J. PASTORIZA
Las dos arterias que unen el Paseo de Alfonso con la Plaza de América se sumarán este año a las humanizadas con aceras de granito más anchas en detrimento del asfalto y, en menor medida, del aparcamiento. Pi y Margall y López Mora llegarán a duplicar la zona peatonal en algunos de sus tramos, con un espacio de hasta cinco metros y medio entre las fachadas y los viales, sobre todo en la zona más próxima a Travesas. Las obras serán las más importantes de las incluidas en el segundo Plan E, y también las más costosas, ya que en ellas se invertirán 6,5 millones de euros. El Concello las dividió en cuatro fases por su envergadura, y el plazo de cada una es de seis meses, aunque la previsión es acometerlas de forma casi simultánea, ya que al término de 2010 deberán estar concluidas.
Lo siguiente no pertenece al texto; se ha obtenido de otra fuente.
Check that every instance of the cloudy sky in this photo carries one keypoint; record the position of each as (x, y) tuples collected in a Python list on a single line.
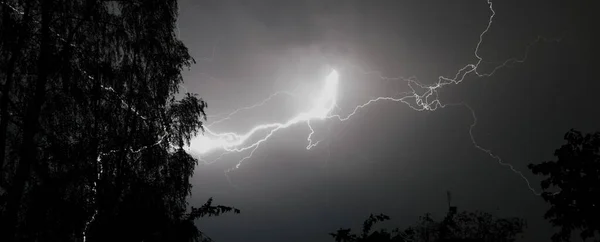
[(387, 158)]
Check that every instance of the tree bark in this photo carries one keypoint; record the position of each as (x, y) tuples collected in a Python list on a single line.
[(30, 128), (15, 53)]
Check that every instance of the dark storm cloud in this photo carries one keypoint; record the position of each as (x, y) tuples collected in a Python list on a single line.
[(388, 158)]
Los técnicos del Concello han elaborado ya los anteproyectos, y la consigna ha sido, según las fuentes municipales consultadas, "ampliar en lo posible las aceras, mantener el espacio de 3,5 metros de ancho de los carriles, y recortar el menor número de plazas de aparcamiento posibles", ya que se trata de dos calles muy habitadas. No obstante, en algunos tramos desaparecerán espacio para estacionar, fundamentalmente en Pi y Margall, donde el margen para ensanchar el espacio peatonal es menor. Ahora hay ya sólo dos carriles, uno por sentido, aunque el que va en dirección al Paseo de Alfonso es exclusivo de buses urbanos y taxis.
Viales
El diseño mantiene dos carriles en casi todo el recorrido, y se incrementarán las aceras hasta los 4,35 metros en el entorno del cruce con Tomás Alonso, donde se ensancha la calle. En los demás tramos oscilará entre los 2,15 mínimos y los 3,85, en este último caso donde se prescinda de plazas de aparcamiento.
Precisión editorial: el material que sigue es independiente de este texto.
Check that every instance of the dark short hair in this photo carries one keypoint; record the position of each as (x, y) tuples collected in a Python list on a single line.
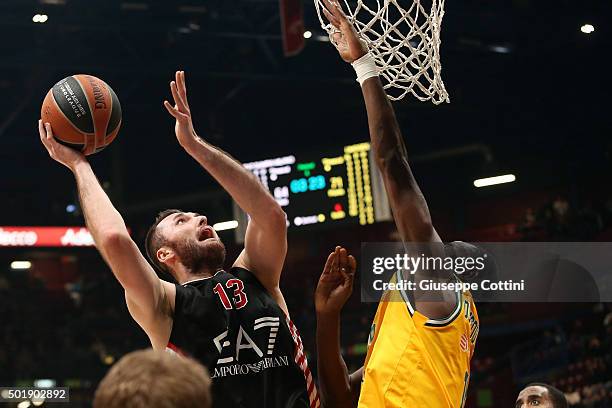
[(154, 240), (556, 396)]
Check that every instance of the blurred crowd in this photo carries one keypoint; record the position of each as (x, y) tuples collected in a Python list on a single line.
[(563, 220)]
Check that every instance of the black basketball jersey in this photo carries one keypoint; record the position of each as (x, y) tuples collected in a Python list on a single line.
[(231, 324)]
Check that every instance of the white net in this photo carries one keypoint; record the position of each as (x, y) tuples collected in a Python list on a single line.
[(404, 37)]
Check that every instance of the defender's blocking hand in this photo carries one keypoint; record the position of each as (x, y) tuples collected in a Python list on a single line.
[(336, 282), (346, 39)]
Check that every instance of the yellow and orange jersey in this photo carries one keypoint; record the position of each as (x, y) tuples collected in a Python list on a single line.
[(413, 361)]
En López Mora continúa el carril bus hasta el cruce con Pintor Lugrís. En este trayecto la planificación municipal conserva el aparcamiento en el margen derecho, con lo que se perderían pocas plazas. La anchura del vial es ligeramente superior a la de López Mora, y se podrán ampliar más las aceras. En algunos lugares llegarán hasta los cuatro metros. De Pintor Lugrís en adelante se mantiene el estacionamiento en los dos márgenes en la mayor parte del recorrido hasta el entorno de Camelias. La humanización sacrificará en este último tramo carriles de circulación al rebajarse a dos. Las aceras llegarán a los cinco metros y medio.
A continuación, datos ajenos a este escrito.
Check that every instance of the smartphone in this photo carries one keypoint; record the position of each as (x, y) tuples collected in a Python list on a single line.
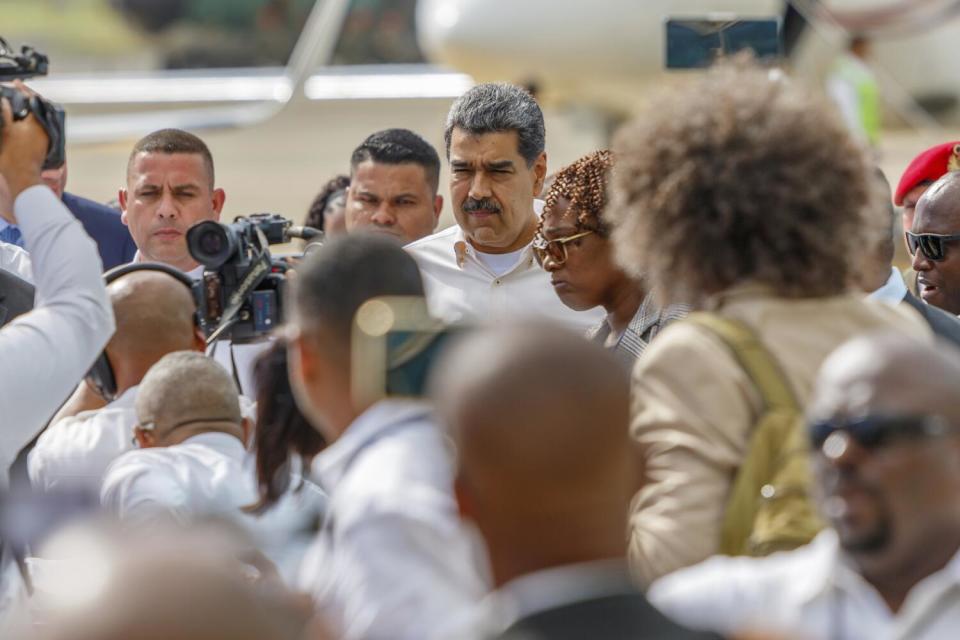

El pavimento peatonal, como en las cerca de cien calles humanizadas desde 2008, será de granito, al igual que las entradas de los garajes y las plazas de aparcamiento, en estos dos casos en adoquines. Remodelar Pi y Margall costará 3 millones de euros, y la actuación en López Mora se elevará a 3,5. Los presupuestos aún eran mayores en la primera estimación, cuando sumaban más de 7,5 millones de euros entre las cuatro fases.
Al igual que en todas las humanizaciones se renovarán las tuberías de abastecimiento y se instalará además una red separativa de pluviales para evitar que el agua de la lluvia vaya a la canalización del saneamiento y ésta se sature. La sustitución de farolas, nuevo mobiliario, contenedores y papeleras completarán la actuación.
Los proyectos del segundo Plan E han sido remitidos a Madrid, ya que el Concello necesita la aprobación del Gobierno antes de licitarlos. La previsión es que a partir de primavera puedan empezar a adjudicarse las obras. Junto a López Mora y Pi y Margall se humanizarán otras once calles con los fondos estatales. La más costosa, tras las dos citadas, será la de Pizarro entre la Plaza de Isabel la Católica y el cruce con Urzáiz, y la lista incluye también Celso Emilio Ferreiro, Bolivia, Padre Don Rúa, Condesa Casa Bárcena, Santo Domingo, San Salvador, Doctor Cadaval, Perú y Tomás Alonso.